What SandRidge has to say for itself
On a conference call Thursday morning, SandRidge executives reiterated that the acquisition was part of its strategic three-year plan, similar to acquisitions in 2009 and 2010, when it acquired Arena Resources and increased its position in the Permian Basin.
CEO Tom Ward went on to say that the Gulf of Mexico is an attractive opportunity for SandRidge because it contains quality reservoirs with a history of proven production. Also noted is that many players in the Gulf are selling their assets too cheaply in order to get out of offshore in order to pursue onshore drilling in the U.S.
SandRidge plans to maintain Dynamic's capital plan for 2012 and will not assume any of the company's debt. Spending includes 37 well recompletions and drilling 16 wells, a handful of which will be exploratory. SandRidge will leave the new assets' gas production unhedged, while aggressively hedging oil.

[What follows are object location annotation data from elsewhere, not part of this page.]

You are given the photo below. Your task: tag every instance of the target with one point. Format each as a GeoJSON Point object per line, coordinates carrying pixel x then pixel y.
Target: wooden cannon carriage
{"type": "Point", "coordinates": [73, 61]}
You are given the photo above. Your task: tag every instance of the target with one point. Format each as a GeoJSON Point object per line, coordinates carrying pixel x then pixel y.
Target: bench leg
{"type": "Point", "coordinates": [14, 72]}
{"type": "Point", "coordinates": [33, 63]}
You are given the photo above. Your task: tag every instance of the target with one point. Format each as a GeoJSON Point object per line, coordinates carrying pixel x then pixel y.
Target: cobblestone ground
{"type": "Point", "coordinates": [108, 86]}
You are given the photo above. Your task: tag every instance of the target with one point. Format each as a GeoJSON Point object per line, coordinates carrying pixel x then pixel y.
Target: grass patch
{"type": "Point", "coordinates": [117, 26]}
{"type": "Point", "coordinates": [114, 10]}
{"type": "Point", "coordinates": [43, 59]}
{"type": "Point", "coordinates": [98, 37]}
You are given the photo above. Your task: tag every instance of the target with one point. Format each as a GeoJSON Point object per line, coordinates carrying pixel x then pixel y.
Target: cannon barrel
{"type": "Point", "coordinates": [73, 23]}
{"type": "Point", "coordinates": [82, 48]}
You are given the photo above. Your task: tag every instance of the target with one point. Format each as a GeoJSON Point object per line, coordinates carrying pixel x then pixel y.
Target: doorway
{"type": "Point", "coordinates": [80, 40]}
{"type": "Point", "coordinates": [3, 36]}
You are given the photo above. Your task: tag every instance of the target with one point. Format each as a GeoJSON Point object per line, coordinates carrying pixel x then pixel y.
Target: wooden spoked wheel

SandRidge plans to use Dynamic's free cash flow to fund production of its own Mississippi Lime assets.
2011 results, 2012 goals
The acquisition wasn't the only news coming out of Oklahoma; SandRidge also released its operations results and proved reserves summary for 2011. The stats are all up: Proved reserves increased by 11%, proved oil reserves increased by 17%, oil production was up 60%, and overall production was up 16% over last year.
SandRidge drilled 970 wells in 2011: 803 in the Permian basin and 167 in the Mississippi Lime. The company is currently operating 38 rigs and plans to drill 1,139 wells in 2012 -- 759 vertical wells in the Permian and 380 horizontal wells in the Mississippian. All of them will target oil.
The market was relieved when SandRidge sold acreage to Repsol as part of a joint venture agreement at the end of last year because it indicated that the company was making a push to pay down debt. Spending cash on a risky move away from the company's onshore business to offshore assets has befuddled those relieved investors. Though the move helps deleverage the balance sheet, it also dilutes shareholder value with the issue of new shares. If this risk pays off as SandRidge expects, it will have a tremendous impact on its bottom line. The company's other properties are producing, but that may not be enough of a hedge for debt-leery investors.